Engel, M. ; Chefetz, B. Adsorption and desorption of dissolved organic matter by carbon nanotubes: Effects of solution chemistry. Environmental Pollution 2016, 213, 90 - 98. Publisher's VersionAbstract
Increasing use of carbon nanotubes (CNTs) has led to their introduction into the environment where they can interact with dissolved organic matter (DOM). This study focuses on solution chemistry effects on DOM adsorption/desorption processes by single-walled CNTs (SWCNTs). Our data show that DOM adsorption is controlled by the attachment of DOM molecules to the SWCNTs, and that the initial adsorption rate is dependent on solution parameters.
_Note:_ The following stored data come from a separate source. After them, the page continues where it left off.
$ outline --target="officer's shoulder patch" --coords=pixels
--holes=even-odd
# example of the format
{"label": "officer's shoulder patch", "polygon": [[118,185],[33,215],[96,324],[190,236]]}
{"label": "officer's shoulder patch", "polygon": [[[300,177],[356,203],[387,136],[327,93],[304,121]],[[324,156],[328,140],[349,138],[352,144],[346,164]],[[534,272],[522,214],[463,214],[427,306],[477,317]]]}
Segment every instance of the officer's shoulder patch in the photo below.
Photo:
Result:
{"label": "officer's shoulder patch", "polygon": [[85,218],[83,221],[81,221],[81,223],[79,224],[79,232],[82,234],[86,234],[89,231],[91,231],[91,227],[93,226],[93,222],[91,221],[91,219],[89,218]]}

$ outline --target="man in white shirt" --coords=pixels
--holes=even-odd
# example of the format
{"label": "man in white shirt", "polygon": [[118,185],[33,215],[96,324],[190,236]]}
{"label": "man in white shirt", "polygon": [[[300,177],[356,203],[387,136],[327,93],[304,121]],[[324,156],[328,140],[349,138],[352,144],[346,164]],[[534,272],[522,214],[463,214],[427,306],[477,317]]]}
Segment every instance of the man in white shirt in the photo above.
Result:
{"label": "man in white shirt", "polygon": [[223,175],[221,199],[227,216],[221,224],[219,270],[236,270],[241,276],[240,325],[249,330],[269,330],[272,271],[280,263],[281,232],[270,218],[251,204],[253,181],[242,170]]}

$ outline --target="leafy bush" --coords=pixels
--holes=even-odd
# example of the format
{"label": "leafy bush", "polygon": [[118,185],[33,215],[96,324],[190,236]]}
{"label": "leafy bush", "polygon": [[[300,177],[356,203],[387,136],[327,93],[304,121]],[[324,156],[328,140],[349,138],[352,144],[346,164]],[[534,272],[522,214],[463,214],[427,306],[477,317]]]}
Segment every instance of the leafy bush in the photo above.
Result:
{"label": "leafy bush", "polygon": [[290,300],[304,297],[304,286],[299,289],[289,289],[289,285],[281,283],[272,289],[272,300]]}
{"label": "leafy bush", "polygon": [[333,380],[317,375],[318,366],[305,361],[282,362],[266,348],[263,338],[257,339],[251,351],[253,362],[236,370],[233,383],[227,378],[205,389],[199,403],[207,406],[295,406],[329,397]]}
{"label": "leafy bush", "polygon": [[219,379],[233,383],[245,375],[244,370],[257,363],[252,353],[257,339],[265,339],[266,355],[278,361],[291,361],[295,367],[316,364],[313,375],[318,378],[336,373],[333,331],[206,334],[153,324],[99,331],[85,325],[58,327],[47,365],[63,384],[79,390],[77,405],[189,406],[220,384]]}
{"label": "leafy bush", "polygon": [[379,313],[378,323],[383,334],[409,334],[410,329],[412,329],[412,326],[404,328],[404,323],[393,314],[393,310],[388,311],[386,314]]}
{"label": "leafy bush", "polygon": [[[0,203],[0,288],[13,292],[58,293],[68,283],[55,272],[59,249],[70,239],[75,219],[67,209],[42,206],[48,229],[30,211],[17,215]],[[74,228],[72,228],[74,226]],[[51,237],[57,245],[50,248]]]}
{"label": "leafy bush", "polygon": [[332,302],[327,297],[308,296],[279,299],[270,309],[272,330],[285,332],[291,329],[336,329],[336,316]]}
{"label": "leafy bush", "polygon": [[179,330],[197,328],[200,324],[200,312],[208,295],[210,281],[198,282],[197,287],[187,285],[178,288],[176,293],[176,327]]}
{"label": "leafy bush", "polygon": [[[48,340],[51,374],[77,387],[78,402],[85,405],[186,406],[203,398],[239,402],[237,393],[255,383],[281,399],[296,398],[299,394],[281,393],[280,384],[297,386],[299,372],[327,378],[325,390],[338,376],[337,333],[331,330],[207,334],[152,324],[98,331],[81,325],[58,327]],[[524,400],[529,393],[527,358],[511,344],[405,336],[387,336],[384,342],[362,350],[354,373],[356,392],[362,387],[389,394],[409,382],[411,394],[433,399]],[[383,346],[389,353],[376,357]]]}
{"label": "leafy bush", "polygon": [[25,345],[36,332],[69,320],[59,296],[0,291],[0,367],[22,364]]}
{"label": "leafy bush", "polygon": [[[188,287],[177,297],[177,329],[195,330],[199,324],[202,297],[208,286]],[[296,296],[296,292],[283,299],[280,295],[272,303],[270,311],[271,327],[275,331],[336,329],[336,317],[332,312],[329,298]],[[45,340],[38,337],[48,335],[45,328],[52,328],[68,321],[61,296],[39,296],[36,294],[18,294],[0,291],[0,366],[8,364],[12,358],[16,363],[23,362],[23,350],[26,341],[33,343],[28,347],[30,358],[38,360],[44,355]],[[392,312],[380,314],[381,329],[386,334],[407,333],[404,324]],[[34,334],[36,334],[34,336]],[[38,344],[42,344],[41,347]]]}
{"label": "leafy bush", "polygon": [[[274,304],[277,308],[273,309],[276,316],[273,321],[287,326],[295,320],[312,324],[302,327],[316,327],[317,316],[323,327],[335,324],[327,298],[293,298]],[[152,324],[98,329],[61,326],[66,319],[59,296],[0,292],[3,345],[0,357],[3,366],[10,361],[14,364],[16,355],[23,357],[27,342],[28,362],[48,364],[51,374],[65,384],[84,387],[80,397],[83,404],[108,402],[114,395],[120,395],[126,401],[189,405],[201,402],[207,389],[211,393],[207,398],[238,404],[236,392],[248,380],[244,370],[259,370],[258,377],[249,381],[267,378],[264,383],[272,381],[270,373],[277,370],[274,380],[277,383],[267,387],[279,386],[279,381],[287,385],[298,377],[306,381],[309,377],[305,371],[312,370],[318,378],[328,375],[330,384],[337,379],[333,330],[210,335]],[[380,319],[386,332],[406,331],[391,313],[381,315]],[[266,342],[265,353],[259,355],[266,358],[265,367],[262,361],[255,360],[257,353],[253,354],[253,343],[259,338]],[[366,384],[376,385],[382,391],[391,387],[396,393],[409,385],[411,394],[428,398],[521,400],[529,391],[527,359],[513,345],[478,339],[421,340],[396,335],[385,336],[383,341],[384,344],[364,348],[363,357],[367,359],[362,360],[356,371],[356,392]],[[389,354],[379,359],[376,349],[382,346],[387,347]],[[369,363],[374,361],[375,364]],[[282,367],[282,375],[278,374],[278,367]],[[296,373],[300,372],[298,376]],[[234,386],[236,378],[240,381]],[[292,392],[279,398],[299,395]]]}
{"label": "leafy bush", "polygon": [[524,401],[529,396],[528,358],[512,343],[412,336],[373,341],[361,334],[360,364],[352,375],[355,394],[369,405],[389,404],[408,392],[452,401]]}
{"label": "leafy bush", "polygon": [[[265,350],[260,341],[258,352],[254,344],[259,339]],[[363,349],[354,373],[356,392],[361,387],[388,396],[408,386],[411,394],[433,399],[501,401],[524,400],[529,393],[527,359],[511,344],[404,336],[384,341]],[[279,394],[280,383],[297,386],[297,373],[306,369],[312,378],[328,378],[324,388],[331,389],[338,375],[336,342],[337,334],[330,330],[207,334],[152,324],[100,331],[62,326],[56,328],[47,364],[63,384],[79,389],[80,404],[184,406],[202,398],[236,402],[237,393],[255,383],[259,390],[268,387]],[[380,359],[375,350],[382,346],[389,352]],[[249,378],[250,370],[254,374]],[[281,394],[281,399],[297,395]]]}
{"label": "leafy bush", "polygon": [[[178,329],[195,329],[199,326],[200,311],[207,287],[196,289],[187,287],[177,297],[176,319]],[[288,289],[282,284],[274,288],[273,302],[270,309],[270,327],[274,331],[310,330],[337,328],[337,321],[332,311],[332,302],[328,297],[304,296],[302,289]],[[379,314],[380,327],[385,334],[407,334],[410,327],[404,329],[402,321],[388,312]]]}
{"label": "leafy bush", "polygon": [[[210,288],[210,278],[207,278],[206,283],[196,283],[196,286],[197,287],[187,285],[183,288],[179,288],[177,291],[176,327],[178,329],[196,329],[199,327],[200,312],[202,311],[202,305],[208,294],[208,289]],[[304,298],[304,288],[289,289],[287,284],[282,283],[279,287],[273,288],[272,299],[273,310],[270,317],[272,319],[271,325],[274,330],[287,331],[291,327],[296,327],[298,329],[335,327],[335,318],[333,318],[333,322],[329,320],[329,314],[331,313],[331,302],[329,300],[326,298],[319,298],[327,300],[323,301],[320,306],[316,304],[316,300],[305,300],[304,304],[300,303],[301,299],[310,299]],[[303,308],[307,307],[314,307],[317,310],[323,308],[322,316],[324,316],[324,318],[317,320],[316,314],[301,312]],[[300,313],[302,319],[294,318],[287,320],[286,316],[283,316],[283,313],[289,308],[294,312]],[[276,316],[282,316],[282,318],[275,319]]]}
Adsorbed amount of DOM at high ionic strength was limited, possibly due to alterations in SWCNT bundling. Desorption of DOM performed at low pH resulted in additional DOM adsorption, whereas at high pH, adsorbed DOM amount decreased. The extent of desorption conducted at increased ionic strength was dependent on pre-adsorbed DOM concentration: low DOM loading stimulated additional adsorption of DOM, whereas high DOM loading facilitated release of adsorbed DOM. Elevated ionic strength and increased adsorbed amount of DOM reduced the oxidation temperature of the SWCNTs, suggesting that changes in the assembly of the SWCNTs had occurred. Moreover, DOM-coated SWCNTs at increased ionic strength provided fewer sites for atrazine adsorption. This study enhances our understanding of DOM–SWCNT interactions in aqueous systems influenced by rapid changes in salinity, and facilitates potential use of SWCNTs in water-purification technologies.